Kevin Dietsch / Staff | Getty Images

This is media gaslighting at its finest. Yes, Harris failed to distance herself from Biden. However, that's because she, along with the rest of the Left, publically went on record defending Biden's policies and his mental acuity. By the time Harris became the nominee, she had already said too much in favor of Biden. Don't forget Harris's infamous “There is not a thing that comes to mind,” quote after being asked on The View if she would do anything differently than Biden. In a way, Harris couldn't separate herself from Biden without drawing attention to the greatest flaw in her campaign: if she knew how to fix the country, why hasn't she?

"Harris did the best anyone could have done in that situation."

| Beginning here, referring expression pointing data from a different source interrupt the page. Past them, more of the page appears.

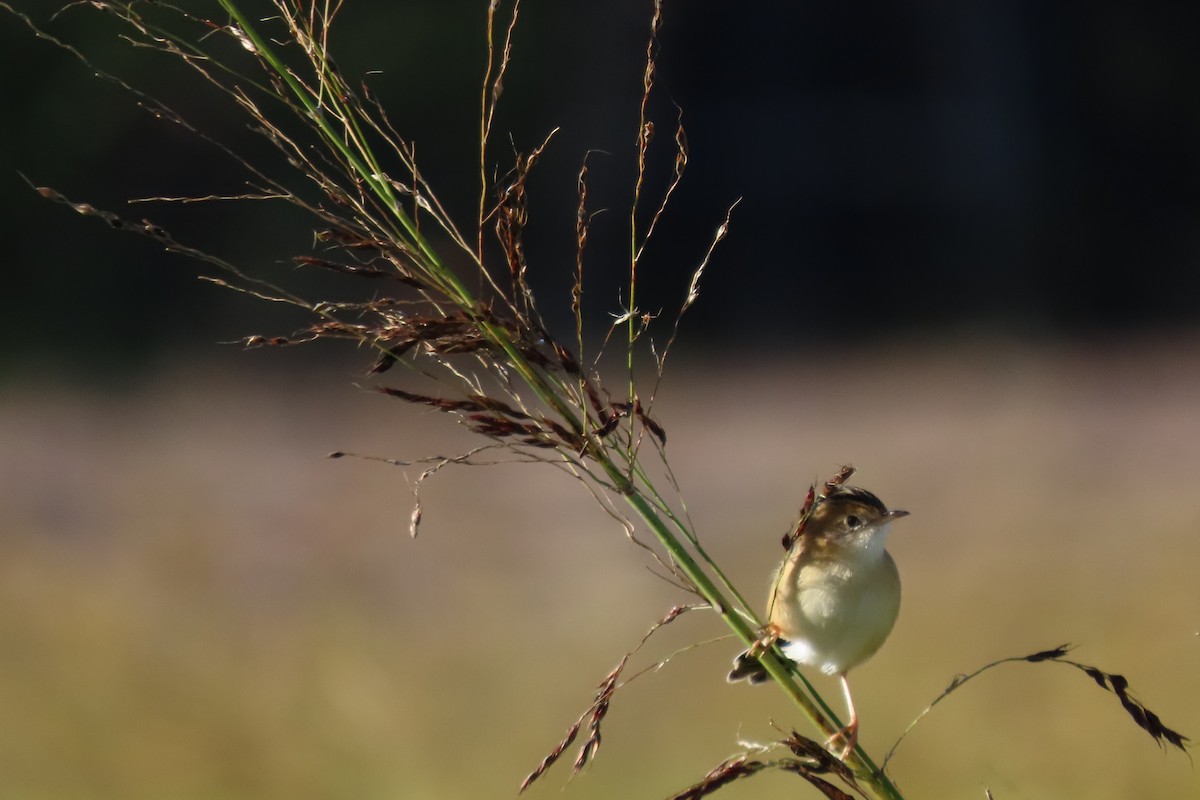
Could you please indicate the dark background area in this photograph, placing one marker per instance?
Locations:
(1002, 168)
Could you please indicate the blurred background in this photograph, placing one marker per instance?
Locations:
(965, 260)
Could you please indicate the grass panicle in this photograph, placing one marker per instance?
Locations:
(450, 306)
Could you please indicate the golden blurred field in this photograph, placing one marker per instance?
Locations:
(197, 603)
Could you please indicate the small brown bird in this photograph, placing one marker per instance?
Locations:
(837, 594)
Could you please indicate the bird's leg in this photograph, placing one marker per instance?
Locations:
(849, 733)
(767, 637)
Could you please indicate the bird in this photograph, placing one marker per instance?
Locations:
(835, 596)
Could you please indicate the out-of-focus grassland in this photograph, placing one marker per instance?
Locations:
(197, 605)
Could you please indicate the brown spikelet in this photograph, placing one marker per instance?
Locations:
(551, 757)
(822, 786)
(723, 774)
(599, 708)
(816, 758)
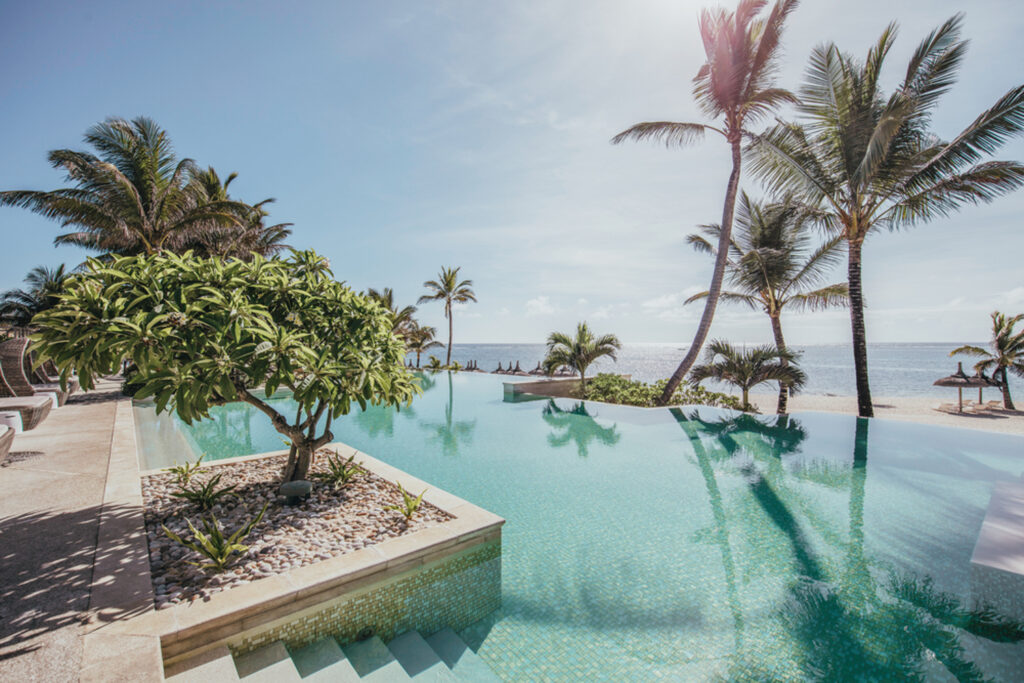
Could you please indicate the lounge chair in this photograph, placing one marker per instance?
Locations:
(6, 438)
(13, 360)
(33, 409)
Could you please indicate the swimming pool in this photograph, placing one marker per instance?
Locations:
(694, 544)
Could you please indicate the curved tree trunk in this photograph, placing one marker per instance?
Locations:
(725, 238)
(783, 391)
(864, 408)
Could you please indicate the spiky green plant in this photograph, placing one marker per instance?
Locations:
(183, 473)
(736, 84)
(340, 472)
(410, 504)
(206, 494)
(870, 161)
(749, 367)
(451, 290)
(579, 351)
(213, 545)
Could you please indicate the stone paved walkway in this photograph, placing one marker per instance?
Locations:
(51, 493)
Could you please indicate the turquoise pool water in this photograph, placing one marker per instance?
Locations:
(694, 544)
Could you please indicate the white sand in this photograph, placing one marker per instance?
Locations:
(908, 410)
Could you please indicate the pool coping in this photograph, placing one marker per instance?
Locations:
(127, 638)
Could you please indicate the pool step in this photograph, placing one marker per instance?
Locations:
(443, 657)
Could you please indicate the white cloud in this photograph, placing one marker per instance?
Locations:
(540, 306)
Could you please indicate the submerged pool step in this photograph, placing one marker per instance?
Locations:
(419, 659)
(270, 664)
(323, 662)
(464, 663)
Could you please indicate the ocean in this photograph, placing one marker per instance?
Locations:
(895, 370)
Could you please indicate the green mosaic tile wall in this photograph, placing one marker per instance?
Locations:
(454, 592)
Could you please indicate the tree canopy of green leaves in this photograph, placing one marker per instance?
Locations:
(206, 331)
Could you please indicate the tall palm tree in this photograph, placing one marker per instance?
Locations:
(449, 289)
(1007, 354)
(17, 307)
(420, 339)
(736, 84)
(249, 236)
(749, 368)
(579, 351)
(773, 265)
(870, 161)
(134, 196)
(401, 318)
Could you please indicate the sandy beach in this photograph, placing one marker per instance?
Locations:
(906, 409)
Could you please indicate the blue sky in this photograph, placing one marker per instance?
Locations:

Brandon Bell / Staff | Getty Images

But did she really? As mentioned earlier, she was noticeably absent for much of the campaign. While Trump was busy jumping into interviews, events, and rallies non-stop, Harris was MIA. Whenever Harris did manage to make an appearance, it almost always did more harm than good by highlighting her lack of a robust policy platform and her inability to string together a coherent sentence. Notable examples include her aforementioned appearance on The View and her disastrous interview on Fox News with Bret Baier. The point is, even considering the limited time to campaign she had, Kamala Harris wasnot the best person for the job and there are undoubtedly many other Democrats who would have run a much more successful campaign.